A história de Pino nos introduz ao tema do presente artigo. Nesse texto comentaremos a segunda nota definidora da pessoa humana, o autogoverno ou autonomia, com grande impacto na educação que seja personalizada. Olhando para Pino, como um adolescente pode ter a maturidade de tomar decisões tão comprometedoras? Em tempos de guerra, esperaríamos essas atitudes de homens maduros, experientes, não de um jovem de 17 anos.
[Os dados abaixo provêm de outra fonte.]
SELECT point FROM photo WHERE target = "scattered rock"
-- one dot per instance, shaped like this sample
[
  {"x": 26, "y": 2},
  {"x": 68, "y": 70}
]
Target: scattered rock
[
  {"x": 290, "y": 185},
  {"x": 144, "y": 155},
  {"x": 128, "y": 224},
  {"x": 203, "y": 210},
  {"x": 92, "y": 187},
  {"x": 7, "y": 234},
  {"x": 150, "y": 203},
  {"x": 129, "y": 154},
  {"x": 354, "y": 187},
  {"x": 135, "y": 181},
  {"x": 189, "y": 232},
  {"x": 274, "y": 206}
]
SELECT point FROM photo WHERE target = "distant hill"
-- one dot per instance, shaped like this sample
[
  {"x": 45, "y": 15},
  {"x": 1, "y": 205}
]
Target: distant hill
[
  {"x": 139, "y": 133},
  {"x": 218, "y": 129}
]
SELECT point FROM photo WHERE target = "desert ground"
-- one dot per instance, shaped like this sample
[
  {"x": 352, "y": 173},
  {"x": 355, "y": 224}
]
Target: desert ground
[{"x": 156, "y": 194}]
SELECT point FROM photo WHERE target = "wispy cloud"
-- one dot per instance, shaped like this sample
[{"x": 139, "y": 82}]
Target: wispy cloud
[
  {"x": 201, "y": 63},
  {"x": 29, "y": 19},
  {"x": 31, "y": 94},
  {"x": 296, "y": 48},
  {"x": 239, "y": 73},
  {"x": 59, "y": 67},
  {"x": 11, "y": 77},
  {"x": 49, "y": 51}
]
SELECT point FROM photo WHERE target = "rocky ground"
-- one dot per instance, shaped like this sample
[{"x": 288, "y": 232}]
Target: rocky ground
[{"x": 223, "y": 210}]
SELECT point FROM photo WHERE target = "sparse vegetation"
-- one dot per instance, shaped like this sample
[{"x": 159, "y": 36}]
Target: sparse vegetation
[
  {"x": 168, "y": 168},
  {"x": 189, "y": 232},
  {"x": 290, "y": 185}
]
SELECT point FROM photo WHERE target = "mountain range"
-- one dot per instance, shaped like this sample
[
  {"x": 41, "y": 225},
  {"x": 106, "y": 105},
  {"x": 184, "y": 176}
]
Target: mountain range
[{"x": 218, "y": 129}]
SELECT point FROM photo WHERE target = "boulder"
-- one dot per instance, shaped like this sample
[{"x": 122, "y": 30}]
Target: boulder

Por outro lado, em tempos de paz e normalidade, seria mais natural esperar de um adolescente de 17 anos que seja capaz de se comprometer com causas vitais importantes: dedicar parte do seu tempo a ajudar pessoas em situação de vulnerabilidade, preocupar-se em escolher uma carreira profissional que o leve a colocar seus talentos a serviço da comunidade, estudar e adquirir skills para essa carreira, ajudar seus pais e irmãos, pensar na família que um dia irá formar e se preparar para isso. Infelizmente, você irá concordar que é raro esse nível de compromisso nos jovens que nos rodeiam? Seja para as gerações Z, Millennials ou Snowflake, a fortaleza e a constância para perseguir um ideal estão em baixa. O problema está na cultura atual, na família, na escola? E, no entanto, a solução não está distante de nós, pois todo processo educativo bem-sucedido deve desembocar na formação de pessoas capazes de autodeterminar-se, mesmo sendo muito jovens: educar é formar no domínio de si; é ajudar a desenvolver o autogoverno para o reto uso da liberdade pessoal.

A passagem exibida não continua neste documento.